Almanya’daki G20 Liderler Zirvesi kapsamında bir basın toplantısı düzenleyen Cumhurbaşkanı Erdoğan, Türkiye’nin 3 milyonu aşkın Suriyeliyi ve yüzbinlerce Iraklıyı kendi topraklarında barındırdığını hatırlatarak, “Ege Denizi’ndeki mülteci trafiği artık neredeyse sıfıra düşmüştür. Buna karşılık Avrupa Birliği ülkemize verdiği sözleri tutmamış, aksine tam üyelik sürecini de çıkmaza sokacak menfi bir tavrın içine girmiştir. Avrupa Birliği’nin ülkemizdeki sığınmacıların yükünü paylaşmak üzere vermiş olduğu sözü tutmaması manidardır” dedi.

G20 Liderler Zirvesi vesilesiyle Almanya’nın Hamburg kentinde bulunan Cumhurbaşkanı Recep Tayyip Erdoğan, zirvenin kapanış oturumu öncesinde bir basın toplantısı düzenledi.
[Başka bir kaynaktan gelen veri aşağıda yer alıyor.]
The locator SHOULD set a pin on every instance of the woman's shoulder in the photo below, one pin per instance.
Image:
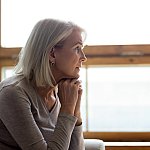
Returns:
(11, 81)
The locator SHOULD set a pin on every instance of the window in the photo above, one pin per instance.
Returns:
(107, 22)
(116, 96)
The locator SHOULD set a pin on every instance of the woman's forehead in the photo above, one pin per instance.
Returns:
(74, 38)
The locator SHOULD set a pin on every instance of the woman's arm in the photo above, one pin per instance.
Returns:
(16, 114)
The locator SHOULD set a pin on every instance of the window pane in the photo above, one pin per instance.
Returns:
(8, 72)
(106, 21)
(119, 98)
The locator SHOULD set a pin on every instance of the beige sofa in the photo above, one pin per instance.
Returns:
(94, 144)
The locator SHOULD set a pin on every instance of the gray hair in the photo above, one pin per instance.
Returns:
(34, 57)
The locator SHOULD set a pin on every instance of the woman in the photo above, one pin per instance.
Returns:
(40, 105)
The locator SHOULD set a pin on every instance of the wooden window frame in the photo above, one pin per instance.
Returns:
(101, 55)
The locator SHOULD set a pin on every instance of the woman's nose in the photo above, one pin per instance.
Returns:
(83, 57)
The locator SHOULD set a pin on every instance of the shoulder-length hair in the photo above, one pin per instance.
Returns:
(34, 57)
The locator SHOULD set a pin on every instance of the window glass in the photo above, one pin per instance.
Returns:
(119, 98)
(107, 22)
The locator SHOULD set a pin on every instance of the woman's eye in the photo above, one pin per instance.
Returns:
(78, 49)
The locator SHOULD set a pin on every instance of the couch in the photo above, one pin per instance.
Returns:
(94, 144)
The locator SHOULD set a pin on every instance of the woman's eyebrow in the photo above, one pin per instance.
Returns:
(78, 43)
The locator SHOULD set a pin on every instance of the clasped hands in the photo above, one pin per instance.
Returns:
(69, 93)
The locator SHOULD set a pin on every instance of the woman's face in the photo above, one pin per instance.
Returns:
(68, 60)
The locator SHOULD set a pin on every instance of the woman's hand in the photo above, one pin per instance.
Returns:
(68, 93)
(77, 112)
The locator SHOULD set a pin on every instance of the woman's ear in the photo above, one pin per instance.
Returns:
(52, 55)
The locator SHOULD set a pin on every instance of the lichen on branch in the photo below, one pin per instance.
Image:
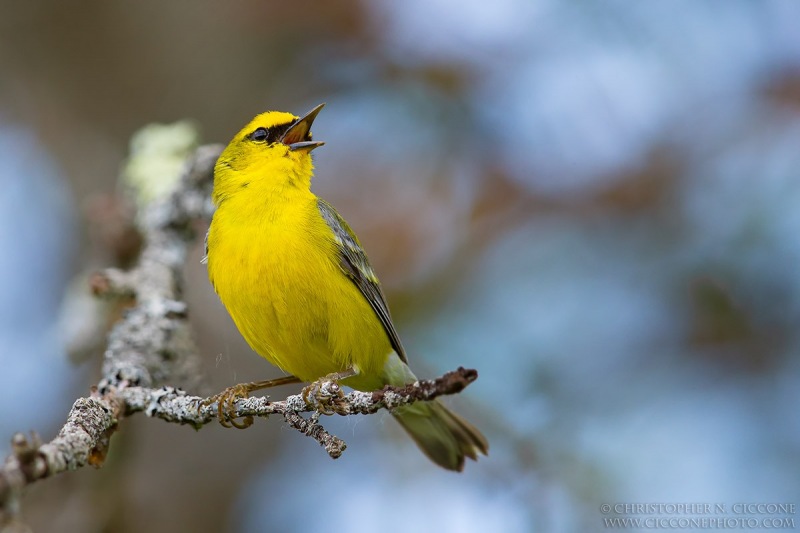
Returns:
(151, 348)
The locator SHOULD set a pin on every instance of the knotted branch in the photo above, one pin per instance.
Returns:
(151, 347)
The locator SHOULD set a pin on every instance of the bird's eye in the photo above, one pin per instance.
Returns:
(259, 135)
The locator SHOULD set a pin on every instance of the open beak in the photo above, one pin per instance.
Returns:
(295, 136)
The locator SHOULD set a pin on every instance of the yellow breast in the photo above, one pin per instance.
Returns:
(275, 268)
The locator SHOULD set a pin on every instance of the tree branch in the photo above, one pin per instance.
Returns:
(152, 346)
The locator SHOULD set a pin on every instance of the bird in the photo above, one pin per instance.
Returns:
(297, 283)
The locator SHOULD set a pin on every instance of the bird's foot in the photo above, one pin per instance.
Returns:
(226, 400)
(326, 394)
(226, 406)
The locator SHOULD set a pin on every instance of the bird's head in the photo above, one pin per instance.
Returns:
(273, 146)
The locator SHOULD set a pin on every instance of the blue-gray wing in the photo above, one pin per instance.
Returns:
(355, 265)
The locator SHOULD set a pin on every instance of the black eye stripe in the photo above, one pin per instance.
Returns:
(261, 134)
(271, 135)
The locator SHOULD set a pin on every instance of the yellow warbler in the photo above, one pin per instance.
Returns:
(298, 284)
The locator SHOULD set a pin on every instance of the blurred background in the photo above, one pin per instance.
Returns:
(595, 205)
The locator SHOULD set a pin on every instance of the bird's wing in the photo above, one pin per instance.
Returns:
(355, 265)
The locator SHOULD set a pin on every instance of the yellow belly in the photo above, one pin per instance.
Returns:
(278, 276)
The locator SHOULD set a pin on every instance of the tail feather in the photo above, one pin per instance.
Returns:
(442, 435)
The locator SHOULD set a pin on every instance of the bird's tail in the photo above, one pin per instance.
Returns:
(442, 435)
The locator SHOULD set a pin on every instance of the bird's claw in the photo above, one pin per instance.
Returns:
(226, 406)
(325, 395)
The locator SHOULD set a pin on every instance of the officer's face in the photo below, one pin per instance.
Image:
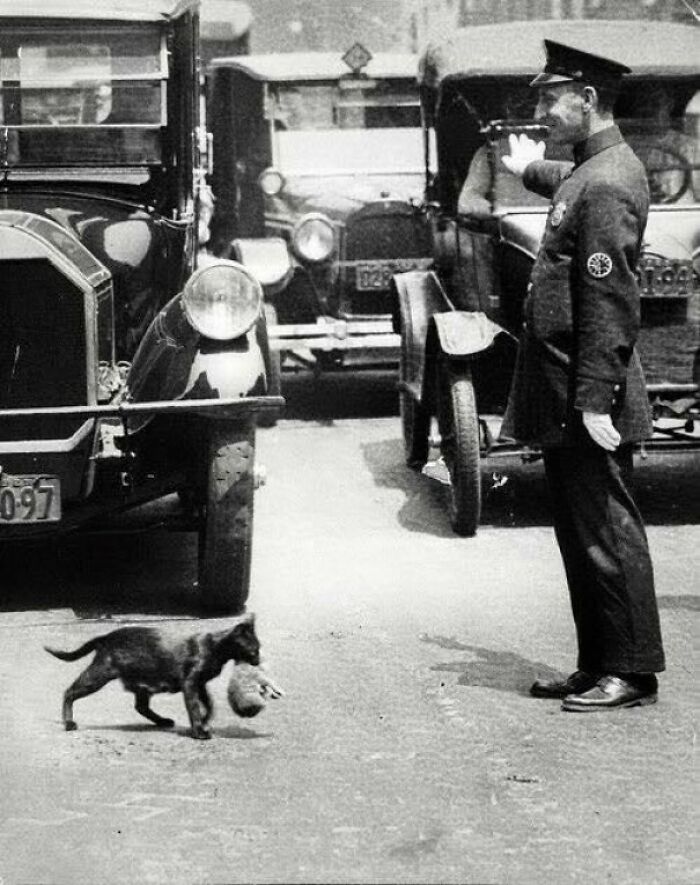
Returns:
(561, 108)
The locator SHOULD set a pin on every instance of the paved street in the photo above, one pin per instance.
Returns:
(406, 748)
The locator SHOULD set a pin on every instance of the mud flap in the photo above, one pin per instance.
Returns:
(465, 333)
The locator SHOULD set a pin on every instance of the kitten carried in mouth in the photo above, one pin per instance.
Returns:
(149, 662)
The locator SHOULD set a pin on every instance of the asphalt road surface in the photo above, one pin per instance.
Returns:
(406, 748)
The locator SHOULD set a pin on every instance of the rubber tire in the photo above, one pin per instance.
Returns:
(415, 419)
(226, 530)
(458, 422)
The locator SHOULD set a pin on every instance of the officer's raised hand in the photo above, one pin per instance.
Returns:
(601, 430)
(523, 151)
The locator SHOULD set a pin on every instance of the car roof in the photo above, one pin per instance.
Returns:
(114, 10)
(516, 48)
(285, 66)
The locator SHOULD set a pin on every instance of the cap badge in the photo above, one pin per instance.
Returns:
(558, 214)
(599, 265)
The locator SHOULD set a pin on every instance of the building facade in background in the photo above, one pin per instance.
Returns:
(401, 25)
(435, 19)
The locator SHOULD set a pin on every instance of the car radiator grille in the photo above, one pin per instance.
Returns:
(380, 240)
(42, 349)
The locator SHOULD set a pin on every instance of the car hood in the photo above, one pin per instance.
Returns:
(340, 196)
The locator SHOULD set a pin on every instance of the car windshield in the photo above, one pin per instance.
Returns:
(661, 122)
(91, 97)
(347, 127)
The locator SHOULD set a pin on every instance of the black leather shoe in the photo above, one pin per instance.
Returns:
(577, 683)
(611, 692)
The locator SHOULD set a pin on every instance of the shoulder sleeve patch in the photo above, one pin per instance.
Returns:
(599, 265)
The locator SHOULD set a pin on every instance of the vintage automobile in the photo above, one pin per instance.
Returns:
(126, 372)
(318, 177)
(459, 320)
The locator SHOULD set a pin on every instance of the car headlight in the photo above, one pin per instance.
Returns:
(222, 300)
(313, 239)
(271, 181)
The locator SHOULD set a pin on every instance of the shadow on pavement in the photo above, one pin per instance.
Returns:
(143, 573)
(679, 603)
(338, 395)
(502, 670)
(514, 494)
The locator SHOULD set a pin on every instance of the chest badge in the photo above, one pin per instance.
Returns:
(599, 265)
(558, 214)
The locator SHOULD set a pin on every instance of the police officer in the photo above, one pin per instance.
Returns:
(578, 390)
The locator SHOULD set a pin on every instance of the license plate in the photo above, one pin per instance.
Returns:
(372, 276)
(26, 499)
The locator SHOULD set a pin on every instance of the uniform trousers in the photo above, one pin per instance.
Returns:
(604, 547)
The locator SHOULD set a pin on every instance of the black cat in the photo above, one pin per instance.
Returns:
(148, 662)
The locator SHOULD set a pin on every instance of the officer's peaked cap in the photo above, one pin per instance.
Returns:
(566, 64)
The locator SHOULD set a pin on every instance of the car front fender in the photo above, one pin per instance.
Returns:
(418, 296)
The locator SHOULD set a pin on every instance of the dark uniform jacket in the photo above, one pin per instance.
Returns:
(582, 312)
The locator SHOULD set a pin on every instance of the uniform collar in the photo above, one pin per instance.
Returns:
(606, 138)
Zirvenin yapıldığı Hamburg Messe Konferans Merkezinde gerçekleştirilen toplantıda Cumhurbaşkanı Erdoğan, zirvedeki oturumlar ve gerçekleştirdiği ikili temaslara ilişkin değerlendirmede bulundu.

“SURİYE KRİZİNİN İLK GÜNLERİNDEN BERİ AÇIK KAPI POLİTİKASINI KARARLILIKLA UYGULUYORUZ”

Zirvede mültecilere ilişkin konuları görüştükleri oturumda Türkiye’nin bu alandaki çabalarını ifade etme imkânı bulduklarını da açıklayan Cumhurbaşkanı Erdoğan, Türkiye’nin açık kapı politikasını Suriye krizinin ilk günlerinde devreye koyup kararlılıkla uygulamaya devam ettiğini, zor duruma düşen kardeşlerinin ihtiyaçlarını karşılamanın yanında, onların kendi ayakları üzerinde durabilmelerini temin için altyapıyı oluşturmaya başladığını aktardıklarını söyledi.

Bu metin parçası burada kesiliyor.